Fannie Mae said Thursday that it would no longer require an appraisal or property inspection of some borrowers trying to refinance a Fannie mortgage. Analysts said the change would have a marginal impact.
Starting April 4, Fannie said, its Desktop Underwriter system will validate property values for refis of Fannie loans by means of automated models instead of requiring an appraisal or property inspection.
Brian Faith, a Fannie spokesman, said the change and several others would let "potentially millions of current mortgage holders" take advantage of historically low interest rates and "break the logjam in mortgage refinancing."
Derek Chen, an analyst at Barclays Capital Inc., wrote in a research note Thursday that the changes amount to "a mere automation of existing underwriting standards."

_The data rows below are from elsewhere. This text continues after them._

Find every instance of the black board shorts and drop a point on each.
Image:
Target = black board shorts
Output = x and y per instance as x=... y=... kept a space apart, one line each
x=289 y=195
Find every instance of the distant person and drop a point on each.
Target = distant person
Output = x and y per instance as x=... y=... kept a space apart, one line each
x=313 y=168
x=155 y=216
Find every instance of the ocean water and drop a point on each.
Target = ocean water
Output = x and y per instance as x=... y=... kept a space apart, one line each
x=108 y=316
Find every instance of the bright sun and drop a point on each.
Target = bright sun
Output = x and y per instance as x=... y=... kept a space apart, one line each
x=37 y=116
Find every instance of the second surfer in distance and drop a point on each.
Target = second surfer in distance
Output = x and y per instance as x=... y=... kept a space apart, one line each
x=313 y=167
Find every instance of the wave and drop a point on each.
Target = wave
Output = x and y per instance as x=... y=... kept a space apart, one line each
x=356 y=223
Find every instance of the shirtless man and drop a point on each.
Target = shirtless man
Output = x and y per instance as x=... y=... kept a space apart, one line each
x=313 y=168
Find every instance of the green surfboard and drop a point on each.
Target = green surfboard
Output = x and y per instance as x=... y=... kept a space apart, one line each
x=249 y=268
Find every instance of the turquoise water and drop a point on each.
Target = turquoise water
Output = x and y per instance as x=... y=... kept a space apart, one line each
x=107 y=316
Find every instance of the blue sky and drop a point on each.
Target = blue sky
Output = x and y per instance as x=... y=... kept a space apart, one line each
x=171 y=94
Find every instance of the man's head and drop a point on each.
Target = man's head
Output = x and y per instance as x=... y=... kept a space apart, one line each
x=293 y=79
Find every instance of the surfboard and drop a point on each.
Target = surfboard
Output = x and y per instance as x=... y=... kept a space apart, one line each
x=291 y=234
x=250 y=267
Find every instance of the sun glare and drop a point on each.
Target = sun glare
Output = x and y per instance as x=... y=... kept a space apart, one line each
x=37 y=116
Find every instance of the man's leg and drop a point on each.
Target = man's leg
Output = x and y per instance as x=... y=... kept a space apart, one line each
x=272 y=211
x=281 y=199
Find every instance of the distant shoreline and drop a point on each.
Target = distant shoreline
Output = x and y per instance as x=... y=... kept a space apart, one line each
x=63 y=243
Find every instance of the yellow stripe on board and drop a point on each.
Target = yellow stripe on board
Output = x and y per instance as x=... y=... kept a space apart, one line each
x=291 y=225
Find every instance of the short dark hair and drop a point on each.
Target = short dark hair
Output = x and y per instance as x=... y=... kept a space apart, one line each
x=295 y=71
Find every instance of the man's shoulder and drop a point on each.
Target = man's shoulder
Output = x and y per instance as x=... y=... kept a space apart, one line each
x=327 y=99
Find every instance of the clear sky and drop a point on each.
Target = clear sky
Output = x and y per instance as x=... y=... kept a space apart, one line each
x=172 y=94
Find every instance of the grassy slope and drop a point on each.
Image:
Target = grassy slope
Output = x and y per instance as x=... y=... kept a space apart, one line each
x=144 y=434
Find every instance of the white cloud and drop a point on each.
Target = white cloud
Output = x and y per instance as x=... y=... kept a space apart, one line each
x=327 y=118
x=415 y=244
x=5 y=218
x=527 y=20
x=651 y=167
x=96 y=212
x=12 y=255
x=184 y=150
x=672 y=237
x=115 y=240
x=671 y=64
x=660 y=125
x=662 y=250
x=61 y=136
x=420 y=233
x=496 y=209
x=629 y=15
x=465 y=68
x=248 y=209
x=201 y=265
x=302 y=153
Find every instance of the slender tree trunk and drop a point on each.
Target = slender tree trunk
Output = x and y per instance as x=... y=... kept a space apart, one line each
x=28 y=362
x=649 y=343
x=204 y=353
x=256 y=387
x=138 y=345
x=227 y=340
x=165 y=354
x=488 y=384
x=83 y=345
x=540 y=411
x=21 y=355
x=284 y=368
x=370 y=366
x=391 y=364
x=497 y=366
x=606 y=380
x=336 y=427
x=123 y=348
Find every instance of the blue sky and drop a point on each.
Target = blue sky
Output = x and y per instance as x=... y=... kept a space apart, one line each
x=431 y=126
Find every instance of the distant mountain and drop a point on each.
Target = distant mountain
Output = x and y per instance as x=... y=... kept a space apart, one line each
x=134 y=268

Eligibility for the appraisal waiver will depend on which loan-to-value ratios are used, he wrote.
The new guidelines will require lenders to enter an estimated current value of the house without an appraisal. The value submitted by the lender would then be compared with an estimate from an automated valuation model.
"If the values are consistent," then Fannie would grant an appraisal waiver, Mr. Chen wrote.
The changes "are likely to have only a marginal impact on the refinanc[ing] ability of homeowners" because of the many eligibility requirements borrowers must satisfy to get the waiver, he wrote.
The guidelines should help shorten refinancing timelines, reduce refinancing costs, and free up some origination capacity, Mr. Chen wrote. But all told, they would have a "very limited effect on homeowners' ability to refinance."
Rodney Anderson, the executive director and senior managing partner of Rodney Anderson Lending Services, a unit of the Dallas lender Everett Financial, said he has received hundreds of applications from borrowers who are ineligible for refinancing.
"The problem is that many people are upside-down on their houses and Fannie and Freddie have tightened the guidelines so much that they can't refinance their homes," he said. "Nobody really sees how this can benefit people."
Fannie also loosened some eligibility requirements for its limited cash-out DU Refi Plus program.
Borrowers with loan-to-value ratios of 80% or less will no longer be subject to a minimum credit score of 580, and adjustable-rate mortgage holders with LTVs of 80% or less no longer must achieve a minimum 680 credit score.
Carla Bandy, a senior underwriter at Everett Financial, said it was too early to tell what impact the changes would have.
"If you have a Fannie loan and are trying to refinance, there's probably a comfort level because they already have you in a loan and you've made your payments," she said, adding that reducing the FICO minimum to 580 "piqued my curiosity."
"I don't know if our investors will go along with that because they often put on their own overlays" on top of what Fannie requires, she said.